Elaine Wynn has emerged from the sexual misconduct scandal that drove her ex-husband out of Wynn Resorts as the company’s largest individual shareholder. The Nevada Gaming Commission is expected to reaffirm her standing.

Elaine Wynn Passes Nevada Suitability Review

The Nevada Gaming Control Board has recommended that Elaine Wynn be declared suitable as a beneficial owner of Wynn Resorts.

The Nevada Gaming Commission is expected to approve the recommendation when it meets September 24.

Wynn, 78, owns 8.84 percent of Wynn’s stock after emerging two years ago as the company’s largest individual shareholder in the wake of the sexual misconduct scandal that brought an end to the reign of her ex-husband Steve Wynn as chairman and CEO.

As the company sought to recover from the regulatory fallout from the scandal her shareholding enabled her to push for a purge of her ex-husband’s close associates from the board of directors and to get Phil Satre, the highly respected former head of Harrah’s Entertainment, to serve as chairman.

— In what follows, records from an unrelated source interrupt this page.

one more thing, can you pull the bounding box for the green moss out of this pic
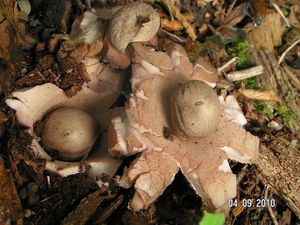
[274,105,296,124]
[242,77,262,90]
[228,41,252,68]
[252,101,296,124]
[253,101,274,118]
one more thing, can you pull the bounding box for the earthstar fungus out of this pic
[5,3,153,182]
[6,57,123,180]
[108,43,259,212]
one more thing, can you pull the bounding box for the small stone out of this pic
[267,120,283,131]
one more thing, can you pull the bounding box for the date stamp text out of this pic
[229,198,276,208]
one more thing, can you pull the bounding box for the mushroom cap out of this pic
[170,80,221,138]
[42,108,99,161]
[108,2,160,52]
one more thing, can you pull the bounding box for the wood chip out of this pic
[238,89,281,101]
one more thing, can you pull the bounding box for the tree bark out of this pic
[258,136,300,218]
[251,50,300,218]
[253,50,300,134]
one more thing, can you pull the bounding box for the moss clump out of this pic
[253,101,296,124]
[242,78,262,90]
[253,101,274,118]
[274,105,297,124]
[228,41,252,68]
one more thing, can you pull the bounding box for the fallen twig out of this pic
[162,0,174,20]
[217,57,238,74]
[159,28,186,43]
[265,185,279,225]
[278,39,300,64]
[225,65,264,81]
[272,3,290,28]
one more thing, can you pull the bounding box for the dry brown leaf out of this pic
[162,0,197,40]
[278,209,292,225]
[0,0,18,25]
[161,19,183,31]
[161,11,195,32]
[238,89,281,101]
[0,0,28,93]
[220,4,245,28]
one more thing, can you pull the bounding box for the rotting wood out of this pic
[248,12,286,52]
[61,189,115,225]
[257,136,300,218]
[253,50,300,134]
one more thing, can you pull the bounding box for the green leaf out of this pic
[199,211,225,225]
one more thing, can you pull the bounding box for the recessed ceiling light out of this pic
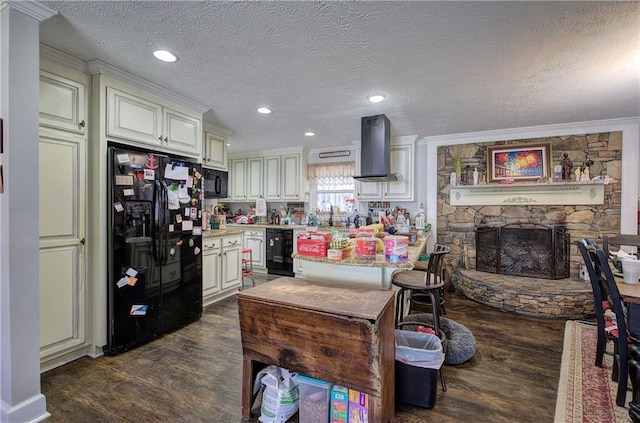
[257,107,272,114]
[153,50,178,63]
[226,143,230,146]
[305,132,315,137]
[368,93,386,103]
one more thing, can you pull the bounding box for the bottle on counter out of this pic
[414,203,425,237]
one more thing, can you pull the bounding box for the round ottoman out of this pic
[400,313,477,365]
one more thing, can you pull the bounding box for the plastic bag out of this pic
[252,365,299,423]
[395,329,444,369]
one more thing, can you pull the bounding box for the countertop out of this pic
[293,236,428,268]
[202,229,244,237]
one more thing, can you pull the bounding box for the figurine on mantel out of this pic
[561,153,573,181]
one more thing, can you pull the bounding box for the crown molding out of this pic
[1,1,56,20]
[418,117,640,146]
[87,59,210,114]
[203,121,232,135]
[39,44,90,74]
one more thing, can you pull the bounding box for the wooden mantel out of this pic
[449,182,606,206]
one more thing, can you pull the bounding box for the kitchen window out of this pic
[308,162,357,221]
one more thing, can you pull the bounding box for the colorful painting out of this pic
[486,143,551,183]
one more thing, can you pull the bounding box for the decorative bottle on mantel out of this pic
[473,167,479,185]
[450,172,457,186]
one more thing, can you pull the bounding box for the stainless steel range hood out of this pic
[353,114,397,183]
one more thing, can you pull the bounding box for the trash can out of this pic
[395,329,444,409]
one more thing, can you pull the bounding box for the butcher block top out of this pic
[237,277,394,320]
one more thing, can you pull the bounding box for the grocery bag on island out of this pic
[252,365,299,423]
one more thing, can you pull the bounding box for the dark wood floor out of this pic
[41,275,566,422]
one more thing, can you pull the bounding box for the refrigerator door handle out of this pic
[153,180,162,265]
[161,180,170,264]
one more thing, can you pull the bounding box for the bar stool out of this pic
[240,248,255,290]
[391,244,450,328]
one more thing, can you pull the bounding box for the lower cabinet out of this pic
[243,229,266,271]
[202,234,242,306]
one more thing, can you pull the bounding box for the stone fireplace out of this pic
[475,223,569,280]
[435,132,622,318]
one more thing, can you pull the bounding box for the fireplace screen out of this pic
[476,224,569,280]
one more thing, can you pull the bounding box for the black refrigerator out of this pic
[106,145,203,355]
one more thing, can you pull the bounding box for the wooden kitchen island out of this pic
[237,277,395,423]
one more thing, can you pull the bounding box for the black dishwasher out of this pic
[266,228,294,277]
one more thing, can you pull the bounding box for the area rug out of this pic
[555,320,631,423]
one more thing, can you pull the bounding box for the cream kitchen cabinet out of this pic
[39,70,87,135]
[264,155,282,200]
[221,235,242,291]
[356,142,415,201]
[203,130,228,170]
[230,158,248,201]
[202,234,242,305]
[106,86,201,157]
[263,153,307,201]
[202,237,222,304]
[243,229,266,271]
[247,157,264,200]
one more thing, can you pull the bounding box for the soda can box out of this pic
[296,237,328,257]
[348,389,368,423]
[330,385,348,423]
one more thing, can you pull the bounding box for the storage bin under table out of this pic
[237,277,395,423]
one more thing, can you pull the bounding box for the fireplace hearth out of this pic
[476,224,569,280]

The board added three women to replace those directors𑁋former White House press secretary Dee Dee Myers, businesswoman Betsy Atkins and Kestrel Advisors CEO Winifred Webb𑁋and join its lone female director at the time, Pat Mulroy, a politically well-connected businesswoman who once headed the Southern Nevada Water Authority.

The company also instituted a number of policies and procedures to combat workplace sexual harassment, including a compliance committee created to ensure such complaints are not ignored, as those involving Steve Wynn reportedly were.

However, in video testimony at the Control Board’s suitability hearing on September 10, Wynn said she does not exercise any direct role in Wynn Resorts management, and does not intend to, and will not seek to return as a director, a role she filled for more than a decade as a co-founder of the company before Steve Wynn engineered her ouster in 2015 in a legal battle over their respective shares.

“It’s a company I have great affection for, and I do like the name,” she told the board, saying she is satisfied serving as president of the Nevada State Board of Education and devoting her time to her numerous charitable efforts.